Lafarge North America’s Lafarge SF and NewCem slag cements are playing a crucial role in constructing the new Tappan Zee Bridge (New NY Bridge) – the largest bridge construction project in New York history – as more than 300,000 cu. yd. of high-performance concrete will be used.
The 3.1-mile twin-span Hudson River crossing replaces the Tappan Zee Bridge built in 1955, and will be one of the widest cable-stayed structures of its kind in the world. The New NY Bridge will include eight traffic lanes, four breakdown lanes, a bicycle and pedestrian lane, and state-of-the-art traffic-monitoring systems, as well as bus rapid transit and commuter-rail trains.
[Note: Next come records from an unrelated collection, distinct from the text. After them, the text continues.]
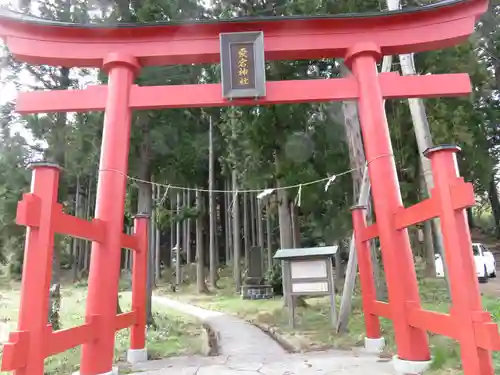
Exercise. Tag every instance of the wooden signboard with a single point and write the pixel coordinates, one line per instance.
(307, 272)
(243, 68)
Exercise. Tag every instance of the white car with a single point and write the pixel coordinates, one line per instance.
(483, 259)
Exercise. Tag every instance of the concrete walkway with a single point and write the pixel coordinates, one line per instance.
(246, 350)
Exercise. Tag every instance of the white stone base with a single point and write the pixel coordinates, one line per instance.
(114, 371)
(374, 346)
(137, 356)
(403, 367)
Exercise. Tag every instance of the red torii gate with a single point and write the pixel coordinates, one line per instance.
(124, 49)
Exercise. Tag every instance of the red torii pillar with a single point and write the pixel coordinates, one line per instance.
(104, 275)
(402, 284)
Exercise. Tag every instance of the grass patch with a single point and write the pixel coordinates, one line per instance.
(311, 331)
(176, 334)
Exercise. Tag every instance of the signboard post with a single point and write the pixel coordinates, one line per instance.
(243, 69)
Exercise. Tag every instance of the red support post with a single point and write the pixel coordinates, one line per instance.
(138, 352)
(97, 356)
(466, 301)
(372, 323)
(38, 252)
(412, 343)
The project required the crossing’s primary structural components to provide a 100-year service life before needing major maintenance. To meet these stringent requirements for the substructure, Lafarge collaborated with engineers from Tappan Zee Constructors, LLC, to conduct sophisticated life cycle analysis and testing of different high-slag content mix recipes with numerous aggregates and admixture combinations.
Primary considerations in selecting the optimum concrete mix formulation for the bridge towers, piles, columns, caps and piers were strength, long-term durability, low heat of hydration, and excellent ASR mitigation and sulfate resistance. To achieve these performance goals, the team decided on a high-performance concrete containing a 64/36 percent mix of NewCem slag cement and Portland Type I/II cement. Engineered for long-term durability, NewCem slag cement helps structures achieve greater strength potential, reduced permeability, and increased resistance to sulfate attack and alkali silica reaction. High replacement levels of slag cement in properly proportioned mixes also help control shrinkage, creep and thermal cracking in mass concrete structures.
The full bridge is supported by 86 piers, most of which bolster the long approaches (encompassing about 2 million sq. ft.) to the bridge’s main span. To meet the challenges of the approach spans over the river, their driving surface comprises nearly 6,000 precast deck segments of high-performance concrete containing Lafarge’s high-performance SF blended cement. This portland-silica fume cement blend produces concrete with a significantly higher compressive strength than normal concrete and is recommended for structures exposed to seawater, chloride ions, deicing salts and chemical attack, noted Lafarge. For the crossing’s main spans, approximately 1,000 precast concrete deck panels containing Lafarge Portland I/II cement will serve as the roadway.